The common focus of attention in our society seems to be easily and rapidly shifted from moment to moment, from topic to topic, person to person—like everyone is living at a perpetual cocktail party. This is not just in the way we interact and communicate with one another, but it seems to characterize more and more our whole approach to life.
Many daily activities present us with an overwhelming array of options, so that the completion of what were once simple tasks now requires ponderous little decisions about every step we must take. We also have vast stockpiles of brick-a-brack from different periods of our lives on shelves, in boxes and bins, piled in corners, not to mention the attics and rented storage areas packed with stuff stuff stuff.
Things beckon us with curiosity and then perplex us with their inexhaustible demands, and so we leave off our efforts to engage in a project (or to finish it) and we move on to something else.

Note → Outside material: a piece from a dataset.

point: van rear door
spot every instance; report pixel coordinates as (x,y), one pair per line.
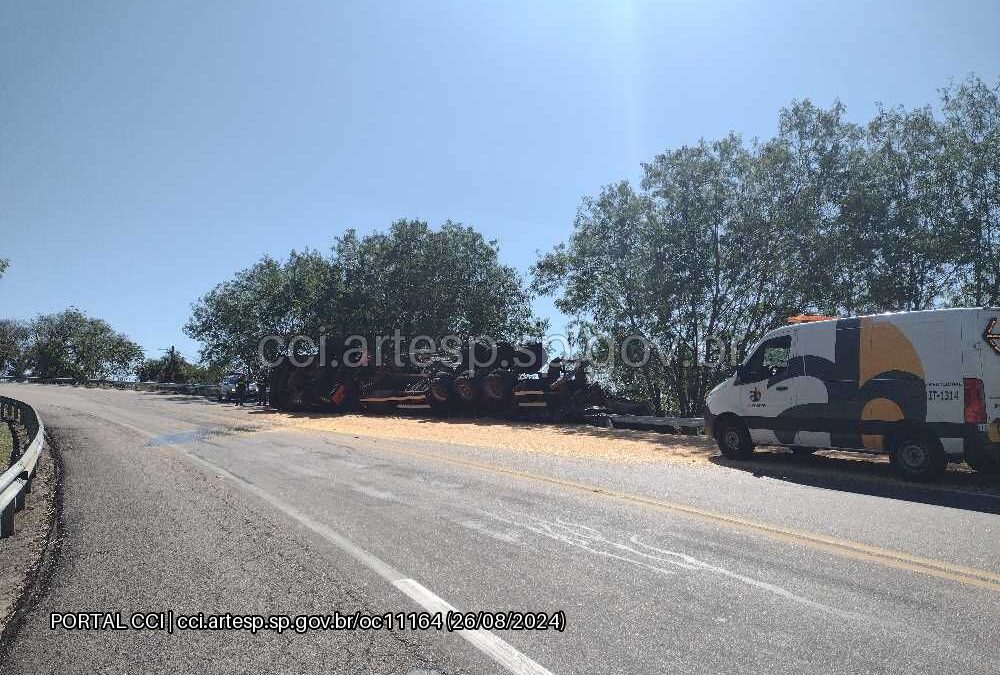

The daunting spectrum of possibilities that confront us as we go through an ordinary day in the artificial world of ubiquitous technological power wears out our faculty of choosing, and we become increasingly passive. The events of the day “hit us” one after another and we “move through them” as if they are disconnected, discontinuous moments, pieces of life. Or we “react” out of a desperate reach for some sort of coherence, some set of ideas that we fear are being threatened. Emotions are provoked that compound our exhausted, fragmented condition.

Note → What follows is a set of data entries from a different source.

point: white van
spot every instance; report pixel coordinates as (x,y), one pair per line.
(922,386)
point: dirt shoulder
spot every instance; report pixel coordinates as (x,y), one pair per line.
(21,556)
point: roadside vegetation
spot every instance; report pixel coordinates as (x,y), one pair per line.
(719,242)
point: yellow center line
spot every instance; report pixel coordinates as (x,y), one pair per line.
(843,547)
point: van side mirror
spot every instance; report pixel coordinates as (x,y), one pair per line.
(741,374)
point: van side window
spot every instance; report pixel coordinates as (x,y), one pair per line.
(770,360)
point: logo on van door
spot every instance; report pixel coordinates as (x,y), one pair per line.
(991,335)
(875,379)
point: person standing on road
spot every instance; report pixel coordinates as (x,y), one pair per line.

Then, when we get a moment “to ourselves,” we feel restless. Our nerves are accustomed to chaotic stimulation, and there is never silence in the technopolis. The air conditioner whirs, traffic goes by, construction workers drill across the street. Clocks no longer “tick tock” but the electronic environment that surrounds us has its own sounds, its “thrum” beneath the threshold of our conscious awareness, its energy coursing all around us, powering the artificial infrastructure that we take for granted in a contemporary house or office.
We are restless. There is always a “tremor” under our feet—I won’t say “on the ground” because our feet are seldom on the actual ground. Our “floors” are constructed, our roads and walkways are concrete, our bodies hurdle over these roads at speeds beyond anything our ancestors dreamed possible while we sit stationary and comfortable inside our great traveling gadgets, and then we exercise on machines in a gym. Our feet rarely touch dirt. But there is always a tremor. Stillness is never entirely still. It’s always a challenge to use our reason, our poor little human reason, and it’s especially hard when our senses are so “stretched”—constantly “plugged in,” enlarged, distracted, scattered, enervated. We are restless.

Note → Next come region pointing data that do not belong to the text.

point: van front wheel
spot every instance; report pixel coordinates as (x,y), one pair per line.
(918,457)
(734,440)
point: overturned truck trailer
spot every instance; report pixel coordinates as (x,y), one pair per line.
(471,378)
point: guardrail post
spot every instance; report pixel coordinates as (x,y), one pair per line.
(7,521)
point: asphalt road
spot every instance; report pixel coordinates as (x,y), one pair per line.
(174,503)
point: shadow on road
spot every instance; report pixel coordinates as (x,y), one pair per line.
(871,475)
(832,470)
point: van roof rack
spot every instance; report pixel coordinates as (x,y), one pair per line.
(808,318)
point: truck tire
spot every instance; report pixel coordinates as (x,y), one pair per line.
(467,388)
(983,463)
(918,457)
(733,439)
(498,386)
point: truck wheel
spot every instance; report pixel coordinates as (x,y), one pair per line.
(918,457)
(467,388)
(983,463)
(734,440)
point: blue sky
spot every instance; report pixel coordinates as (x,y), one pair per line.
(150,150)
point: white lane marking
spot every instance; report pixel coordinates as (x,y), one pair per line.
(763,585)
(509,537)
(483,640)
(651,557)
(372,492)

Our cell phones ring, shake, buzz, and we focus on digital connections near and far. A “world” of information, images, entertainment, opinions that we scroll through, jumping from one thing to another, oblivious to the discontinuity that hinders us from engaging anything in depth. This immensely powerful little gadget has its uses, conveniences, and perhaps it can even be a bit playful.
But how much of all this do we need?
As we scroll through TikTok (or whatever platform we prefer), we might fail to notice that we live our lives in distraction, pulled in so many directions, desires, fears, anger—we live like a TikTok scroll: random, superficial, manipulated, and too fast.
Who is “scrolling through” our lives?